Exporting data from Vitess
Since VTGate supports the MySQL protocol, in many cases it is possible to use existing client utilities when connecting to Vitess. This includes using logical dump tools such as mysqldump
, in certain cases.
This guide provides instructions on the required options when using these tools against a VTGate server for the purposes of exporting data from Vitess. It is recommended to follow the Backup and Restore guide for regular backups, since this method is performed directly on the tablet servers and is more efficient and safer for databases of any significant size. The dump methods that follow are typically not suitable for production backups, because Vitess does not implement all the locking constructs across a sharded database that are necessary to do a consistent logical backup while writing to the database. As a result, you will only be guaranteed to get a 100% consistent dump using these tools if you are sure that you are not writing to the database while running the dump.
mysqldump
The default invocation of mysqldump
attempts to execute statements which are not supported by Vitess, such as attempting to lock tables and dump GTID coordinates. The following options are required when using the mysqldump
binary from MySQL 5.7 to export data from the commerce
keyspace:
--lock-tables=off
: VTGate currently prohibits the syntaxLOCK TABLES
andUNLOCK TABLES
.--set-gtid-purged=OFF
:mysqldump
attemps to dump GTID coordinates of a server, but in the case of VTGate this does not make sense since it could be routing to multiple servers.--no-tablespaces
: This option disables dumping InnoDB tables by tablespace. This functionality is not yet supported by Vitess.....

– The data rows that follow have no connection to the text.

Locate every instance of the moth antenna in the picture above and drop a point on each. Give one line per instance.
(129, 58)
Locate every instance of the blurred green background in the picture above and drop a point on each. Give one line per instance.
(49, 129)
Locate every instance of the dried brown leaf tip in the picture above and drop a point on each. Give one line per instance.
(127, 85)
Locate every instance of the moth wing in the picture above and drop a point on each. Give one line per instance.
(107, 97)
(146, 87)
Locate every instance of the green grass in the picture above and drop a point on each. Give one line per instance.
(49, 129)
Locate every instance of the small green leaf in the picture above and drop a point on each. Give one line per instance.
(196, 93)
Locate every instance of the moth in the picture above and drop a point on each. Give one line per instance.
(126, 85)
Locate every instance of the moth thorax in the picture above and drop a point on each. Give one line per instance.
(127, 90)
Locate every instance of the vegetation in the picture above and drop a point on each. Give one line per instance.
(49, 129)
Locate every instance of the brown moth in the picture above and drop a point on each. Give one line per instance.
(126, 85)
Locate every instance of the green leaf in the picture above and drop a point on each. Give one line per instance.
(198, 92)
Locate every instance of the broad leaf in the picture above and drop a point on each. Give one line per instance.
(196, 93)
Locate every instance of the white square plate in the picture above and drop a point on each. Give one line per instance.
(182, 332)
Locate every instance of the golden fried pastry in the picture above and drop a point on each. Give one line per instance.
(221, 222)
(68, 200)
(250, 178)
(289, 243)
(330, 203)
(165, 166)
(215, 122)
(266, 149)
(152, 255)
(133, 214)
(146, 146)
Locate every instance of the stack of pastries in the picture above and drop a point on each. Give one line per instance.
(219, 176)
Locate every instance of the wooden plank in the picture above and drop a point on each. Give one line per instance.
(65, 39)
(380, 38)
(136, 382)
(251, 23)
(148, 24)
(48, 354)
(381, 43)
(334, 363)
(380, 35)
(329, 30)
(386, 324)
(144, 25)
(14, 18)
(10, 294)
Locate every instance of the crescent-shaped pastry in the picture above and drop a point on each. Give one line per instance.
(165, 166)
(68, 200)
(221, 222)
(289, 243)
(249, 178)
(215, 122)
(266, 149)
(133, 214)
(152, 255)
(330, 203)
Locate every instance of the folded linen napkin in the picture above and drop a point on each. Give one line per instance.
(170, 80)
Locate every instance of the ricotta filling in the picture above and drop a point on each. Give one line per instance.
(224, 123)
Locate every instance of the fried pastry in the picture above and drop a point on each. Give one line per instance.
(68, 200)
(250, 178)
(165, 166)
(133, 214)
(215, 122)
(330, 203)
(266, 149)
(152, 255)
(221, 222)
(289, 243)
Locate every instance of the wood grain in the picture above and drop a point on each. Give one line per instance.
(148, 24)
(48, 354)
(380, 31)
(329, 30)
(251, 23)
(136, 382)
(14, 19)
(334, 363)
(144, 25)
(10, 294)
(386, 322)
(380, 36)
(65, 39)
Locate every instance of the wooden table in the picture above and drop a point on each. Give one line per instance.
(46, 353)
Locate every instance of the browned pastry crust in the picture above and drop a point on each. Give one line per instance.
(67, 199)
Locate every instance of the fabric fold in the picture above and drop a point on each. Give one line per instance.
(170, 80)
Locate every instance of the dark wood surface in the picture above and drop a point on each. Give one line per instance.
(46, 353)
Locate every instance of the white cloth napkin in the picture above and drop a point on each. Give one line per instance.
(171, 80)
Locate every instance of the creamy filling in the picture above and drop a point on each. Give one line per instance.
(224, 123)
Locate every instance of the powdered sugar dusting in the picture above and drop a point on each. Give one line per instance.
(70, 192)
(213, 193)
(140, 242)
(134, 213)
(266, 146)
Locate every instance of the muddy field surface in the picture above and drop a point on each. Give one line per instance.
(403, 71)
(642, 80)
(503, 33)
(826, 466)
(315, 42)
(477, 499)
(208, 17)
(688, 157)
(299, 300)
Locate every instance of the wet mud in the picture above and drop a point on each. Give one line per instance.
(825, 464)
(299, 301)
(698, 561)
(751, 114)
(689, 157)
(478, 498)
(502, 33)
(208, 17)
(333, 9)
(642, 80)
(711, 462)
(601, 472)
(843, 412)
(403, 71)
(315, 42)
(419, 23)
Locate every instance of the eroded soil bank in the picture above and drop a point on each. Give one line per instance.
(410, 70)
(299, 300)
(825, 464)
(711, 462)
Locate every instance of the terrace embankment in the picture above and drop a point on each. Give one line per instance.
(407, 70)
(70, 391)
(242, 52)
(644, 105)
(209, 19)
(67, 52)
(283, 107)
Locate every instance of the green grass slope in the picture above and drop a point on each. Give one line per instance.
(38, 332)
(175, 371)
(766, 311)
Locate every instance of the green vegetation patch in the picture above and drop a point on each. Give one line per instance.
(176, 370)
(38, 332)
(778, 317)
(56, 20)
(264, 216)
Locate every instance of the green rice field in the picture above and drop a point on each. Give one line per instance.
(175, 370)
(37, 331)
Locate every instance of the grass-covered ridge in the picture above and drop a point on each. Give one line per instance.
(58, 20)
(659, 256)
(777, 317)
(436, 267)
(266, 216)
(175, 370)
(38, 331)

: Additional mysqldump options like:-u <user>
,-p <password>
,-h <database server hostname>
.
For example to export the commerce
keyspace using the mysqldump
binary from MySQL 5.7:
$ mysqldump --set-gtid-purged=OFF --no-tablespaces .... commerce > commerce.sql
Vitess’ support for LOCK and UNLOCK statements is currently syntax-only. As a result, Vitess will simply ignore LOCK and UNLOCK statements without taking any underlying action. It is therefore unsafe to perform a locking mysqldump against a database that is actively being written to, and you should pause writes completely while performing the dump; or be willing to deal with any data inconsistencies that result.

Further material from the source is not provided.